Voncina ve ark (2009), mikrokapsülasyon işleminde karıştırıcı dönüş hızının kapsül çapı üzerine etkisini incelemek amacıyla biberiye yağını etil selüloz duvar malzemesi ile kapsüllemişlerdir. Hazırladıkları mikrokapsülleri Taramalı Elektron Mikroskobu (SEM) ile incelemiş ve 10–90 m çaplı düzgün küresel şekilli mikrokapsüller elde edildiği sonucuna varmışlardır. Mikrokapsüllerin içindeki

biberiye yağı miktarını Konfokal Lazer Tarama Mikroskopisi (CLSM) ve ultra ses metoduyla incelemişlerdir. Etil selüloz mikrokapsüllerini kumaşa formaldehitsiz çapraz bağlayıcı olan bütan tetra karboksilik asit (BTCA) kullanarak aplike etmişlerdir. Kumaşa emdirilen kapsüllerin biberiye yağı içeriğini tespit etmek için dolu ve boş kapsül aplike ettikleri kumaşı floresan bir boyar madde içine yatırmışlar ve işlem sonunda biberiye yağı içerikli kapsüllerin renk değiştirmediğini, boş kapsüllerin ise sarı renge boyandığını gözlemlemişlerdir.

Hsieh ve ark (2006), uzun salım dayanımına sahip mikrokapsüller oluşturmada termal ön terbiyenin etkisini araştırmışlardır. Aromatik sitronella yağını, kitosan duvar materyali ile kapsüllemişlerdir. Hazırladıkları mikrokapsülleri sarı bir boya ile boyayarak optik mikroskop ile incelemişlerdir. Yapılan tüm değerlendirmeler sonunda; küçük boyutlu ve kalın duvarlı mikrokapsüllerin daha uzun salım dayanımına sahip olduğu sonucuna varmışlardır.
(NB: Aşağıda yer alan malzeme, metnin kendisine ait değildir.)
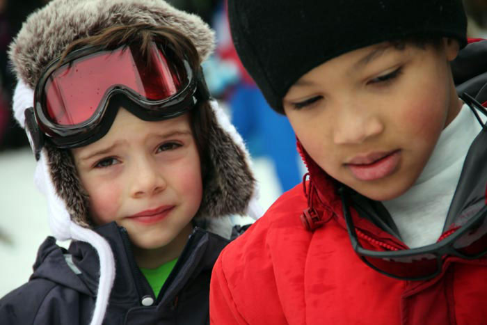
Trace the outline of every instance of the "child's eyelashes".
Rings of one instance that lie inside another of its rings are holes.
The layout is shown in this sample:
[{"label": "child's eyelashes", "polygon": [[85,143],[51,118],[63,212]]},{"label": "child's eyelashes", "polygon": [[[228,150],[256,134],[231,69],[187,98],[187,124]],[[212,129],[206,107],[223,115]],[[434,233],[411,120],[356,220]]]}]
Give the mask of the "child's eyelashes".
[{"label": "child's eyelashes", "polygon": [[385,84],[399,77],[401,72],[402,72],[402,67],[399,67],[391,72],[372,79],[367,84]]},{"label": "child's eyelashes", "polygon": [[94,166],[95,168],[106,168],[110,167],[111,166],[116,165],[120,164],[120,161],[116,158],[113,157],[104,158],[102,160],[98,161]]},{"label": "child's eyelashes", "polygon": [[314,96],[301,102],[292,103],[292,104],[294,109],[301,109],[305,107],[310,106],[312,104],[316,103],[321,98],[323,98],[323,96]]},{"label": "child's eyelashes", "polygon": [[157,152],[161,152],[162,151],[174,150],[182,146],[182,145],[181,143],[178,143],[177,142],[166,142],[162,143],[157,148]]}]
Termal ön terbiye ise, 80C „den düşük sıcaklılarda birbirine yakın davranışlara neden olurken bu sıcaklıkta gözeneklerin kapanmasından dolayı mikrokapsüllerin salım yapamadığı sonucuna varmışlardır.
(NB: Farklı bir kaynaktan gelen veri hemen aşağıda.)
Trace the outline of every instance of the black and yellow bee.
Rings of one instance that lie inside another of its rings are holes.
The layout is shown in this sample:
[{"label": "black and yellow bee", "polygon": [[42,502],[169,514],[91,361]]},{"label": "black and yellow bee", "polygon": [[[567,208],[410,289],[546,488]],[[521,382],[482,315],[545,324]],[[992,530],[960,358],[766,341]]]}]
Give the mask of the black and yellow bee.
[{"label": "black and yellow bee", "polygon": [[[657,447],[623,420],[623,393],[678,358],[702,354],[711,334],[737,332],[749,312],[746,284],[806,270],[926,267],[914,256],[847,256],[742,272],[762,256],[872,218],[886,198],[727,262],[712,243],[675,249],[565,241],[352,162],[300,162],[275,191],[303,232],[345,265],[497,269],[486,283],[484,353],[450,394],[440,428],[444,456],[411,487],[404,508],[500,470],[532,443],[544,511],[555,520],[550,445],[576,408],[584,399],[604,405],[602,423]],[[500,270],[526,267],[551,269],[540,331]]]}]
Badulescu ve ark. (2007), biberiye yağını, etil selüloz kabuk maddesi ile koaservasyon yöntemi esasına göre kapsüllemişlerdir. Elde ettikleri mikrokapsülleri siyanamit ve N,N disiklohekzilkarbodiimid katalizatörleri varlığında 1,2,3,4-bütan tetra karboksilli asit ile pamuk lifine aktarmışlardır. Katalizatörlerin çeşitli süre ve sıcaklıklardaki etkilerini incelemişlerdir. 1,2,3,4-bütan tetra karboksilli asit ile işlem sırasında etil selülozun selüloza bağlanmasını, selülozda bulunan hidroksil gruplarının birbiriyle çapraz bağlanmasını ve etil selülozda bulunan hidroksi gruplarının birbiriyle çapraz bağlanmasını eş zamanlı gerçekleştiğini ifade etmişlerdir.

Monllor ve ark. (2007), 5-10 m boyutunda, aromatik nane yağı içerikli melamin/formalin mikrokapsülleri ve %100 pamuklu kumaşa emdirme ve çektirme yöntemlerine göre aktarmışlardır. İncelemeleri sonunda emdirme yönteminin, çektirme yönteminden daha verimli olduğu sonucuna varmışlardır. Kumaşın yıkama

sonrası koku salım davranışlarını incelemişler ve 10. yıkama sonunda kokunun %80 oranında kaybolduğunu belirtmişlerdir.